IEEE J Biomed Health Inform. 2017 Nov;21(6):1625-1632. doi: 10.1109/JBHI.2017.2691738. Epub 2017 Apr 6.
Epithelium-stroma classification is a necessary preprocessing step in histopathological image analysis. Current deep learning based recognition methods for histology data require collection of large volumes of labeled data in order to train a new neural network when there are changes to the image acquisition procedure. However, it is extremely expensive for pathologists to manually label sufficient volumes of data for each pathology study in a professional manner, which results in limitations in real-world applications. A very simple but effective deep learning method, that introduces the concept of unsupervised domain adaptation to a simple convolutional neural network (CNN), has been proposed in this paper. Inspired by transfer learning, our paper assumes that the training data and testing data follow different distributions, and there is an adaptation operation to more accurately estimate the kernels in CNN in feature extraction, in order to enhance performance by transferring knowledge from labeled data in source domain to unlabeled data in target domain. The model has been evaluated using three independent public epithelium-stroma datasets by cross-dataset validations. The experimental results demonstrate that for epithelium-stroma classification, the proposed framework outperforms the state-of-the-art deep neural network model, and it also achieves better performance than other existing deep domain adaptation methods. The proposed model can be considered to be a better option for real-world applications in histopathological image analysis, since there is no longer a requirement for large-scale labeled data in each specified domain.

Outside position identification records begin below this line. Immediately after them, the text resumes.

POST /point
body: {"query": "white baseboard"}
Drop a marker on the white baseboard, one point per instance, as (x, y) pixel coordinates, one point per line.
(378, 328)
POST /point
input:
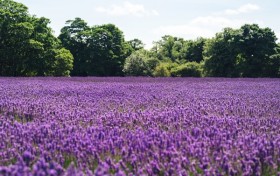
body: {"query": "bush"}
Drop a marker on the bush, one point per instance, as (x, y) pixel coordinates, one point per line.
(189, 69)
(163, 69)
(140, 64)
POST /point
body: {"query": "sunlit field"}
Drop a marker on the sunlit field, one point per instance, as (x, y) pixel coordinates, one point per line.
(139, 126)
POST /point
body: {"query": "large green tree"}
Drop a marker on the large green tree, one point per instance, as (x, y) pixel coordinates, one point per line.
(250, 51)
(26, 43)
(98, 50)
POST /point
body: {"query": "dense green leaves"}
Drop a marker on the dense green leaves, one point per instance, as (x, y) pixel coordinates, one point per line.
(98, 50)
(140, 64)
(29, 48)
(250, 51)
(27, 45)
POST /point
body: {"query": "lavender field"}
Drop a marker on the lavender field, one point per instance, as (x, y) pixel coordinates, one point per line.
(139, 126)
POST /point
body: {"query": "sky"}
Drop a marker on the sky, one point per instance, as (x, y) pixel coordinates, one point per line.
(149, 20)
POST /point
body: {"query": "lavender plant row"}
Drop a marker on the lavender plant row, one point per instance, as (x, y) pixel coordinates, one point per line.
(139, 126)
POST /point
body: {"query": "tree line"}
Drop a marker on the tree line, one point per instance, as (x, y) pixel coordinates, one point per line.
(28, 47)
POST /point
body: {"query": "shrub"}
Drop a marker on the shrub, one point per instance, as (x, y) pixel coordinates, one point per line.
(189, 69)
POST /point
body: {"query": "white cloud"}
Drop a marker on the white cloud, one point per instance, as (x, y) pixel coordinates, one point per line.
(186, 31)
(247, 8)
(216, 21)
(208, 26)
(127, 8)
(278, 36)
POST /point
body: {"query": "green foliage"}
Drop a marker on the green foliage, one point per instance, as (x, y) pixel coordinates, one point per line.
(189, 69)
(164, 69)
(98, 50)
(26, 42)
(136, 44)
(245, 52)
(140, 64)
(193, 50)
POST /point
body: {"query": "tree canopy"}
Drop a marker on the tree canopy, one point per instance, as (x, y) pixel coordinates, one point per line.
(28, 47)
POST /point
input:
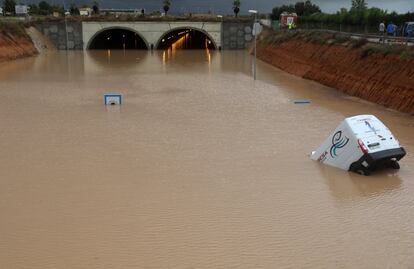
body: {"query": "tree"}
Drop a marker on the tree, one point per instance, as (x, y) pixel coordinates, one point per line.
(358, 5)
(236, 7)
(45, 8)
(74, 10)
(95, 8)
(9, 6)
(279, 10)
(167, 5)
(306, 8)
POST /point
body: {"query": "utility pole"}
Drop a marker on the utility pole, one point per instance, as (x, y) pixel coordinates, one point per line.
(255, 33)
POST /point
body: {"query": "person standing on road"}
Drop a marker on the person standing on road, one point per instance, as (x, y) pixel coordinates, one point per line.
(391, 29)
(382, 28)
(382, 31)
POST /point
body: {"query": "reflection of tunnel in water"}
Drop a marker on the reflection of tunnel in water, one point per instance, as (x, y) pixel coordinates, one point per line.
(185, 39)
(117, 39)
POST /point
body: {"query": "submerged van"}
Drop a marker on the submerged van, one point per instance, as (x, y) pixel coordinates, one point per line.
(360, 144)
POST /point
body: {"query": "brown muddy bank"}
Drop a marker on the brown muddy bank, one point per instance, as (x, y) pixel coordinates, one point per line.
(15, 43)
(383, 75)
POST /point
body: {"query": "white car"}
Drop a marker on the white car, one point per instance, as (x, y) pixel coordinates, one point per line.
(360, 144)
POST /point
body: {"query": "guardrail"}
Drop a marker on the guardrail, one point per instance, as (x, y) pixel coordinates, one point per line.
(370, 37)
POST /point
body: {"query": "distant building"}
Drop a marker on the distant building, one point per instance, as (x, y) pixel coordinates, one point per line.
(85, 11)
(288, 18)
(118, 11)
(202, 15)
(21, 9)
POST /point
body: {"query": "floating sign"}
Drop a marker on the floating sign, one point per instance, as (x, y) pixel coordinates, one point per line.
(21, 9)
(257, 29)
(113, 99)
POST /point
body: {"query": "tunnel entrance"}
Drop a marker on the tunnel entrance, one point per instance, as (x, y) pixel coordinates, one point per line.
(117, 39)
(186, 39)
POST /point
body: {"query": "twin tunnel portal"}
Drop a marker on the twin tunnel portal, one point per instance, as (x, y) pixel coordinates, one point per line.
(122, 37)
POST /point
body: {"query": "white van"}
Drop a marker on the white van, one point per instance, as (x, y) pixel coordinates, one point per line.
(360, 144)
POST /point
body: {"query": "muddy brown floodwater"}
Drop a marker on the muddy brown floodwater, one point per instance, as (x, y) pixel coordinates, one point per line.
(200, 168)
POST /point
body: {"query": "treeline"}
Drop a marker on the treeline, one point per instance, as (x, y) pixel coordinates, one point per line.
(358, 14)
(46, 9)
(370, 16)
(301, 8)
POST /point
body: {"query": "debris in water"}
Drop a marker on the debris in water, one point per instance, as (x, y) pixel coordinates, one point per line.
(302, 102)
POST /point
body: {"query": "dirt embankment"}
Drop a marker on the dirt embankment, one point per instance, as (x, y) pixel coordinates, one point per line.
(15, 43)
(381, 75)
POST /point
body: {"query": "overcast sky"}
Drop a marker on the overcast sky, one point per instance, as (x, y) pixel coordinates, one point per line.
(224, 6)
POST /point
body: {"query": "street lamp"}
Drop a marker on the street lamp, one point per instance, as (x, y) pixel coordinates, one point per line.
(254, 32)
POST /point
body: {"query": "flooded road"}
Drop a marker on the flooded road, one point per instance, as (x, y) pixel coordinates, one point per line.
(200, 168)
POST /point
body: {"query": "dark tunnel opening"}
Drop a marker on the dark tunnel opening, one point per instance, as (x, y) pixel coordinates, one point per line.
(118, 39)
(185, 39)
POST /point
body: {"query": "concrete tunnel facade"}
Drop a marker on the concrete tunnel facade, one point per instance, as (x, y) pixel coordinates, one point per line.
(151, 32)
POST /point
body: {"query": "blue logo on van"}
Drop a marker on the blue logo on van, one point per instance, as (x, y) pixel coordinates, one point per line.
(338, 142)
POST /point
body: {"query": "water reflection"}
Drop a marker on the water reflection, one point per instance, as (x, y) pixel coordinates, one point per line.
(347, 186)
(117, 58)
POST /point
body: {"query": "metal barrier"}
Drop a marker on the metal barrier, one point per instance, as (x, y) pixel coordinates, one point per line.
(370, 37)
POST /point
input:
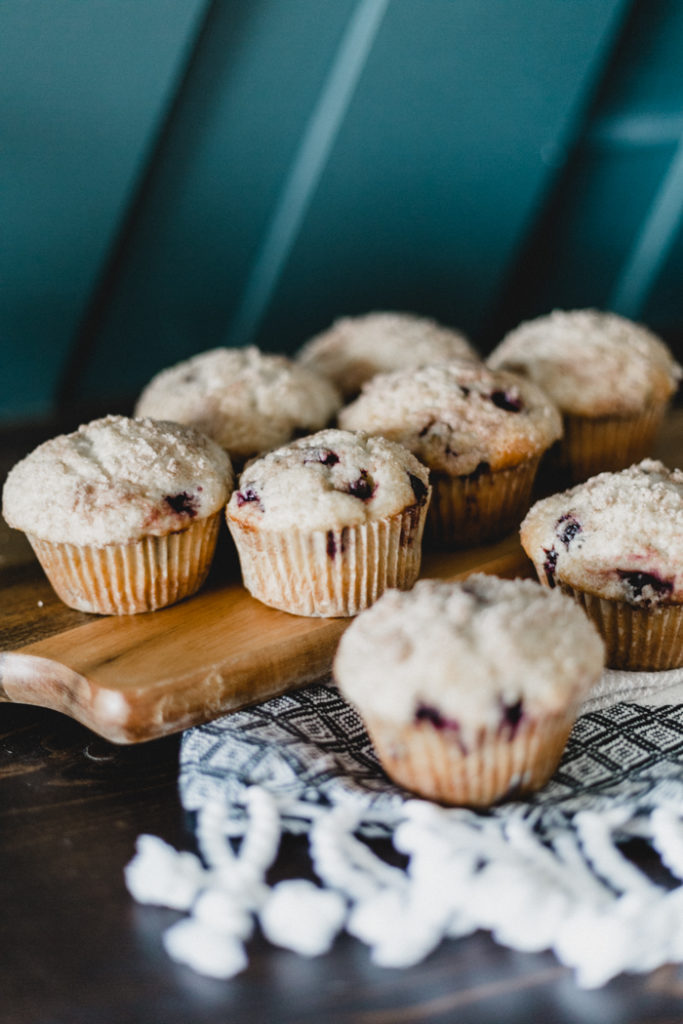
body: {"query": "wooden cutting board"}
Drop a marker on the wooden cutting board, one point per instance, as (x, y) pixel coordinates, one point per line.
(135, 678)
(139, 677)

上皮-基质分类是组织病理学图像分析中必要的预处理步骤。目前,基于深度学习的组织学数据识别方法需要收集大量的标记数据,以便在图像采集过程发生变化时训练新的神经网络。然而,病理学家以专业的方式手动标记每个病理学研究足够数量的数据是极其昂贵的,这导致了在实际应用中的限制。本文提出了一种非常简单但有效的深度学习方法,该方法将无监督领域自适应的概念引入到简单的卷积神经网络(CNN)中。受迁移学习的启发,我们的论文假设训练数据和测试数据遵循不同的分布,并且存在一个自适应操作,以便更准确地估计 CNN 中的核函数在特征提取中,从而通过从源域中的标记数据向目标域中的未标记数据转移知识来提高性能。该模型已经使用三个独立的公共上皮-基质数据集通过交叉数据集验证进行了评估。实验结果表明,对于上皮-基质分类,所提出的框架优于最先进的深度神经网络模型,并且它也优于其他现有的深度领域自适应方法的性能。由于不再需要在每个指定领域中使用大规模标记数据,因此该模型可以被认为是组织病理学图像分析中实际应用的更好选择。